Sleep and Breathing 3/2018

Relationships between MRI fat distributions and sleep apnea and obesity hypoventilation syndrome in very obese patients

Zeitschrift:
Sleep and Breathing > Ausgabe 3/2018
Autoren:
C. D. Turnbull, S. H. Wang, A. R. Manuel, B. T. Keenan, A. G. McIntyre, R. J. Schwab, J. R. Stradling
Wichtige Hinweise

Electronic supplementary material

The online version of this article (https://​doi.​org/​10.​1007/​s11325-017-1599-x) contains supplementary material, which is available to authorized users.

Abstract

Purpose

Obesity is associated with both obstructive sleep apnea (OSA) and obesity hypoventilation. Differences in adipose tissue distribution are thought to underlie the development of both OSA and hypoventilation. We explored the relationships between the distribution of upper airway, neck, chest, abdominal and muscle fat in very obese individuals.

Methods

We conducted a cross-sectional cohort study of individuals presenting to a tertiary sleep clinic or for assessment for bariatric surgery. Individuals underwent magnetic resonance (MR) imaging of their upper airway, neck, chest, abdomen and thighs; respiratory polygraphy; 1 week of autotitrating CPAP; and morning arterial blood gas to determine carbon dioxide partial pressure and base excess.

Results

Fifty-three individuals were included, with mean age of 51.6 ± 8.4 years and mean BMI of 44.3 ± 7.9 kg/m2; there were 27 males (51%). Soft palate, tongue and lateral wall volumes were significantly associated with the AHI in univariable analyses (p < 0.001). Gender was a significant confounder in these associations.

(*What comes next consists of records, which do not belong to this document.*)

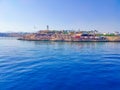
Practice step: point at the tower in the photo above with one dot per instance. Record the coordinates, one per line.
(47, 27)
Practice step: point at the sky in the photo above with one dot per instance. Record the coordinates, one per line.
(35, 15)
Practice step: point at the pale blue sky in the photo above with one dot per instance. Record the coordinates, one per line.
(24, 15)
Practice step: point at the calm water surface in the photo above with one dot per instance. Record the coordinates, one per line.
(38, 65)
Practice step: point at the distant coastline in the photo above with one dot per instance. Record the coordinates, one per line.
(71, 36)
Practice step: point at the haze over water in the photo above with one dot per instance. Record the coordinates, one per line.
(38, 65)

No significant associations were found between MRI measures of adiposity and hypoventilation.

Conclusions

In very obese individuals, our results indicate that increased volumes of upper airway structures are associated with increased severity of OSA, as previously reported in less obese individuals. Increasingly large upper airway structures that reduce pharyngeal lumen size are likely to lead to OSA by increasing the collapsibility of the upper airway. However, we did not show any significant association between regional fat distribution and propensity for hypoventilation, in this population.